İzlemeyi istediğim ama başlarını kaçırdığım için izlemeye kasmadığım diziyi temin etmemi sağlayıp böyle bir nimetten (nimetin ne olduğunu söylemeye gerenk yok:P) haberdar olmamı sağladığın için teşekkür ederim.
Anlaşamadığımız dizi ve film konularında sanırım bir tek u fantastik öğeler içeren filmler var. (Yüzüklerin Efendisi konumuz dışında) E sen tavsiye ediyorsan bi şekilde o diziyide temin etmek lazım:)

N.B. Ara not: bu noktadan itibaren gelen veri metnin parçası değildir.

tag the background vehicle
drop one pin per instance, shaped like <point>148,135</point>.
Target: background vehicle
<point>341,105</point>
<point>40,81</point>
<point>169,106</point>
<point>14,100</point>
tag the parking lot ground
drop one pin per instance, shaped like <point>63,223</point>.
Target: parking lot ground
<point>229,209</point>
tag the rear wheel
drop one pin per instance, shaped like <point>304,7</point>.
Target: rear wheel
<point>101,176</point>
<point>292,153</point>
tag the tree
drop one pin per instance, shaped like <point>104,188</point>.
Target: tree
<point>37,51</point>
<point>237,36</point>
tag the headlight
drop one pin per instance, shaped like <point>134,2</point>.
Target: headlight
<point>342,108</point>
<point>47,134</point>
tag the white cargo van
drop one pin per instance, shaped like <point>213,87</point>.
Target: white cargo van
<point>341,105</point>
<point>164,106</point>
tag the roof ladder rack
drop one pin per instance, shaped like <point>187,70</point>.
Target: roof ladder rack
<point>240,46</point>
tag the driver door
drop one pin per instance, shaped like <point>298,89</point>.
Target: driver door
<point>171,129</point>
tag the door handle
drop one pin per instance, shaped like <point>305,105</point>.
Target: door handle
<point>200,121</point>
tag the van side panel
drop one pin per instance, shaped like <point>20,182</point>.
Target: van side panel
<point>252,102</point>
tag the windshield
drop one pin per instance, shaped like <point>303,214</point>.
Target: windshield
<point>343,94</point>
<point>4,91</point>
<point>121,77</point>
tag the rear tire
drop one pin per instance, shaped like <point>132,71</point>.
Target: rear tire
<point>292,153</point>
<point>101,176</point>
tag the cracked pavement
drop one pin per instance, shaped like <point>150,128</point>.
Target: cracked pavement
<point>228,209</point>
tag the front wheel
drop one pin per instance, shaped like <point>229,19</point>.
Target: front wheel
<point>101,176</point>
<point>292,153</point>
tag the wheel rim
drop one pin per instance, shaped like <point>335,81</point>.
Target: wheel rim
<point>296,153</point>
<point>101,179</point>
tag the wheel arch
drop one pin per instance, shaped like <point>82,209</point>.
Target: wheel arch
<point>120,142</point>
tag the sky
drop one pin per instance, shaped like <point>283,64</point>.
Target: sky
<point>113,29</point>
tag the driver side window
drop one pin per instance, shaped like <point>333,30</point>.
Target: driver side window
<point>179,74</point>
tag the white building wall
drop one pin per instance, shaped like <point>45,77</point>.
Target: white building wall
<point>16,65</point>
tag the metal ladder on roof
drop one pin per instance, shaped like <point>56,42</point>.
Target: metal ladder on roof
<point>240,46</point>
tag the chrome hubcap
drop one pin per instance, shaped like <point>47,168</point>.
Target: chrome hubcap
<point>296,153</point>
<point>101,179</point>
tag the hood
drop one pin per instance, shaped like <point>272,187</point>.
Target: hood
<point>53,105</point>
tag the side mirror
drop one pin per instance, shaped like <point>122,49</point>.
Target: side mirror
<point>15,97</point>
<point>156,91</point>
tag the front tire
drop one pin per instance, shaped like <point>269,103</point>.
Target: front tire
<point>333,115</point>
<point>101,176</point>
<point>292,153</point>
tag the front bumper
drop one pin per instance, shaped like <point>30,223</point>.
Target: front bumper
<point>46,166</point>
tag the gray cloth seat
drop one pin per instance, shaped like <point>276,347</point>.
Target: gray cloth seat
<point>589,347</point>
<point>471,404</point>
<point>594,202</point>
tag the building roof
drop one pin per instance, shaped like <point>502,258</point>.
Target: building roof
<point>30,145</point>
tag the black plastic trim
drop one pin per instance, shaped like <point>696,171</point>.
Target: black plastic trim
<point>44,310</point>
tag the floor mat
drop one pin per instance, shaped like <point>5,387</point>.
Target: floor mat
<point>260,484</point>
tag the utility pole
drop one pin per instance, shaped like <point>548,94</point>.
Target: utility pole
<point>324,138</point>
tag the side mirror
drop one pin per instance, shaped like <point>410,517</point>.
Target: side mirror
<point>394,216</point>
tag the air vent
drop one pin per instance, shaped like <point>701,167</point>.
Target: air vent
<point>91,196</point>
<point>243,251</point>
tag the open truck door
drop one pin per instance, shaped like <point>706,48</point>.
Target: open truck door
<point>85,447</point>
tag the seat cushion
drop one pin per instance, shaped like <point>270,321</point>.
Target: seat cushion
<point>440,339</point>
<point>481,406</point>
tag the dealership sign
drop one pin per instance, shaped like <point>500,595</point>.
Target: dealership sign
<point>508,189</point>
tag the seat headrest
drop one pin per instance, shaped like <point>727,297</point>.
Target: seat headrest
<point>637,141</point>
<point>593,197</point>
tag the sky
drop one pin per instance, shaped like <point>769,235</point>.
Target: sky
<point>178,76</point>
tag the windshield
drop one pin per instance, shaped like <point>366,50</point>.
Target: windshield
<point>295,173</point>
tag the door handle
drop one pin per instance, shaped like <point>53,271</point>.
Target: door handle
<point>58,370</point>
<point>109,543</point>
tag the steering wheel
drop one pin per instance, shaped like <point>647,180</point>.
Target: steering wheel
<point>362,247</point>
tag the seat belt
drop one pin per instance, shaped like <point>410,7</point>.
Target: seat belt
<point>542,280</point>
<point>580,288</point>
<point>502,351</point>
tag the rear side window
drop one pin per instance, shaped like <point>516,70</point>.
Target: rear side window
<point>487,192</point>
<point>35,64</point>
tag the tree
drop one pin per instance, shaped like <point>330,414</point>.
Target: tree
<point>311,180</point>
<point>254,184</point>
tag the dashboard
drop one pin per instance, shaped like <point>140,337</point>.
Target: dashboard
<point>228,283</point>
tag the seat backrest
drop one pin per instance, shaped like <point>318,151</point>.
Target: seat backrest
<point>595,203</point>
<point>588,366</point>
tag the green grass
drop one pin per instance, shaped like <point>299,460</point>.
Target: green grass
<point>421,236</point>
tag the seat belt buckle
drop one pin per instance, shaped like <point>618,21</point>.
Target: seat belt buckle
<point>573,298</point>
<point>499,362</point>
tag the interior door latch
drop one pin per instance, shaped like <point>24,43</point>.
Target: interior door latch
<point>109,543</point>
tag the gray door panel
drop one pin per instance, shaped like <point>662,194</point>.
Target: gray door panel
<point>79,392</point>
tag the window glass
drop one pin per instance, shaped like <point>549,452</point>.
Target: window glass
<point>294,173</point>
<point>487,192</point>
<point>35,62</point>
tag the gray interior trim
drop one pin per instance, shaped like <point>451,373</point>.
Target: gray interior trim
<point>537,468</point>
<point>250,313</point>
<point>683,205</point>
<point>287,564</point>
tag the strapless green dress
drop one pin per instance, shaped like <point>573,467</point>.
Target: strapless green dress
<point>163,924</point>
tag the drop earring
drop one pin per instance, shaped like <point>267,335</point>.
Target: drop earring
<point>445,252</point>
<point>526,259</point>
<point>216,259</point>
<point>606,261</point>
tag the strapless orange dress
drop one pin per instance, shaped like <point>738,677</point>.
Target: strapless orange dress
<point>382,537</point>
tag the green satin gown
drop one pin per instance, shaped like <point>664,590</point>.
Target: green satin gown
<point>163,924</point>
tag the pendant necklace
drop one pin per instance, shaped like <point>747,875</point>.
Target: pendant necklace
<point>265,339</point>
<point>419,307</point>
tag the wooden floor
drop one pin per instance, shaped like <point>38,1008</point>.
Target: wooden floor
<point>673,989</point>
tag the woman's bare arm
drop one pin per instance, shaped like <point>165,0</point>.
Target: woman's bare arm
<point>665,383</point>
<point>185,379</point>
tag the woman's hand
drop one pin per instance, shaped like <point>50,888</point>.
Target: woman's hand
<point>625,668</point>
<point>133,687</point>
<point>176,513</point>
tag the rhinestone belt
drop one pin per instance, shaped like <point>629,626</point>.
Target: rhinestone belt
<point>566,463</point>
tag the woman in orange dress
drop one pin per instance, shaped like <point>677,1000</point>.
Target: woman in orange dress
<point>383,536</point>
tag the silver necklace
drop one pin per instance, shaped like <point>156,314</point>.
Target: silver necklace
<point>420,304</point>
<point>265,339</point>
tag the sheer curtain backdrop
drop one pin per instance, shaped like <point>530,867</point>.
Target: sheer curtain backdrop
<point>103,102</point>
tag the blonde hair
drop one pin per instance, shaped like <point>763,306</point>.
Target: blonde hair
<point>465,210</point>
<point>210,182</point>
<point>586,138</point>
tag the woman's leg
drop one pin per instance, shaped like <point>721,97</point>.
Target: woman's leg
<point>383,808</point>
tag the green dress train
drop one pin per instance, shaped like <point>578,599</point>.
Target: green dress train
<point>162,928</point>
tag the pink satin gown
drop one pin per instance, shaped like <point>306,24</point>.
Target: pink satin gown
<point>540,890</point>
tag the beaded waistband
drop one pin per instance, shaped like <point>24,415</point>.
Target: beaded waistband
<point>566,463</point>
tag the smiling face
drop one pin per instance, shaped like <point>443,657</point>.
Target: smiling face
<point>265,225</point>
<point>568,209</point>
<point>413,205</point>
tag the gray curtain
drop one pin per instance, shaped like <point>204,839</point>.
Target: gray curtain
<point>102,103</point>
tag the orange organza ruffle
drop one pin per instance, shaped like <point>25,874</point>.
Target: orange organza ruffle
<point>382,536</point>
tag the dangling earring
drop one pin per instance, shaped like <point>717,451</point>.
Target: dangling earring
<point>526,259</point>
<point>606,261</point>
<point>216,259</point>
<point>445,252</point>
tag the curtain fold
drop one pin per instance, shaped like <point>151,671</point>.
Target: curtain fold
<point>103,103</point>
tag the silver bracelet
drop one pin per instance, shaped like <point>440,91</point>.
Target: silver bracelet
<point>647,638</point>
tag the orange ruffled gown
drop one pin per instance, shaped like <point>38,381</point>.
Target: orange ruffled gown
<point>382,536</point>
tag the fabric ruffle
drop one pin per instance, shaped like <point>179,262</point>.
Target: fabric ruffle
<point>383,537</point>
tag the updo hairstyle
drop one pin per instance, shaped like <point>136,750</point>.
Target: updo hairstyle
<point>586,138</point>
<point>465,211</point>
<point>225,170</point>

Click'e gelince zorla gittiğim ama gittiğime sevinerek çıktığımbir filmdi. Hatta bende blogada yazıp insanların izlemesini sağlamayı düşünmüştüm ama vazgeçmiştim sebin yer vermen güzel olmuş. Bu arada evet ortak düşüncemiz ama ben daha farklı yorumlamıştım.
Son olarak ne zaman Jhi oldum:D

volkan dedi ki...

"Ama alınan biri var", bunu tam anlayamadım Incirik.
Lafı bile olmaz(nimetin).
Heroes güzel olmasına güzel ama sen sevmezsin, o kesin. Zaten Heroes için tavsiye yok, sadece güzel(en azından benim için).
Sen nasıl yorumladın bakayım?
Jhi olmadın ki, zaten öyleydin(JetChi ;) )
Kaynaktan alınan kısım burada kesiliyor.